Réinfection ou rechute?
Les enquêteurs ont également examiné des données cliniques détaillées sur l'amélioration de la tomodensitométrie thoracique, les taux sériques de CQ et la réapparition de l'ARN viral lors des tests après la sortie, dans un sous-groupe de patients du cinquième hôpital affilié 142 de l'Université Sun Yat-sen (SYSU5). Il y avait peu de différences significatives entre les groupes CQ et non CQ. Cependant, il y avait trois patients avec des tests d'ARN viral positifs dans des échantillons fécaux (mais pas dans des échantillons respiratoires) après la sortie. Ces patients sont évalués pour exclure la réinfection et identifier d'autres causes.
Une comparaison directe entre les patients CQ et non CQ dans la province du Guangdong a été réalisée avec un sous-groupe de 29 patients dans lesquels 500 mg CQ ont été utilisés une fois par jour – la moitié de la dose standard. Ici aussi, le temps médian pour l'ARN viral indétectable a été réduit de cinq jours, et 33% de patients de plus avaient un ARN viral indétectable au jour 10 dans le groupe CQ.
Profil de sécurité
L'analyse de sécurité a montré que les effets indésirables gastro-intestinaux et neurologiques étaient plus élevés dans le groupe CQ mais moins nombreux dans le sous-groupe, qui était traité avec une dose plus faible.
Les effets indésirables graves étaient rares, signe encourageant.

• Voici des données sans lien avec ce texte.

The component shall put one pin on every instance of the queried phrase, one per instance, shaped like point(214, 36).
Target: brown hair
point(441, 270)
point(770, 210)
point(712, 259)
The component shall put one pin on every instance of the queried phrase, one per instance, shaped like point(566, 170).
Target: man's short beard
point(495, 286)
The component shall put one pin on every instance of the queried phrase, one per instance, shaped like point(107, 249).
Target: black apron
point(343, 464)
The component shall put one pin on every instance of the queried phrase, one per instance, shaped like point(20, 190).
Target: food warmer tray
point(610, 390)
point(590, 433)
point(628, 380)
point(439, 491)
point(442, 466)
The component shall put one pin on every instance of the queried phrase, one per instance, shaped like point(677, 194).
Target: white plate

Aucune complication cardiovasculaire n'a été observée dans ce petit essai. La petite dose a eu un taux d'événements indésirables inférieur à celui du protocole de dosage complet.

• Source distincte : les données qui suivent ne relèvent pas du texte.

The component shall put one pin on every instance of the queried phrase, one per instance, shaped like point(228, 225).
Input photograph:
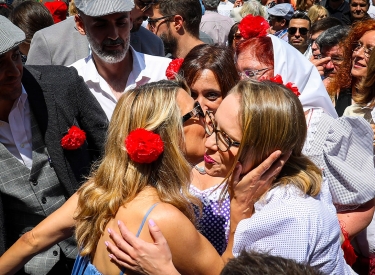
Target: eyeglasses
point(197, 111)
point(293, 30)
point(152, 22)
point(358, 45)
point(143, 6)
point(223, 141)
point(252, 73)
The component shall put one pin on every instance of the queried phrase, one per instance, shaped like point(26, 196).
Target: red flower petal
point(143, 146)
point(73, 139)
point(173, 68)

La longue demi-vie du CQ, à 20-60 jours, pourrait signifier qu'il a le potentiel de s'accumuler dans le corps. Pour évaluer l'effet cumulatif de l'accumulation de CQ à court terme, la concentration sérique a été mesurée dans un sous-groupe, à la fois pendant et après le traitement. La concentration sérique moyenne a augmenté lentement jusqu'à atteindre un maximum de 1,80 (± 0,49) μmol / L pendant la période de traitement, puis a diminué à 0,13 (± 0,08) μmol / L dans les 28 jours suivant l'arrêt du médicament.
Que montre l'étude?
Les chercheurs commentent les résultats: « Ces résultats indiquent que la chloroquine pourrait être efficace dans le traitement des patients atteints de COVID-19. » Cependant, les limites de la présente étude comprennent la situation d'urgence dans laquelle le traitement a été initié, ce qui a rendu impossible la conception d'une étude contrôlée randomisée; la différence dans l'expérience clinique avec le traitement de l'infection virale aux deux périodes (CQ étant significativement plus tardif que non-CQ); et la période de maladie plus longue avant le début du CQ, ce qui signifie que les patients étaient peut-être déjà en voie de guérison. L'atténuation du virus pourrait également être un facteur.
Comparée aux résultats d'autres études évaluant l'innocuité et l'efficacité clinique du CQ ou de l'hydroxychloroquine (HCQ), la présente étude a inclus des patients plus jeunes et généralement plus sains. Cela nécessite des essais prospectifs randomisés pour valider les présents résultats.
Les enquêteurs recommandent une étude plus approfondie du potentiel prophylactique et thérapeutique du CQ dans des essais contrôlés randomisés, afin de déterminer la bonne dose, le bénéfice du médicament en cas de maladie grave et dans d'autres situations que dans les établissements médicaux avancés. Cela permettra de savoir si CQ a quelque chose à offrir dans la gestion de cette pandémie.
*Avis important
medRxiv publie des rapports scientifiques préliminaires qui ne sont pas évalués par des pairs et, par conséquent, ne sont pas considérés comme concluants, guident la pratique clinique / les comportements liés à la santé, ou sont traités comme des informations établies.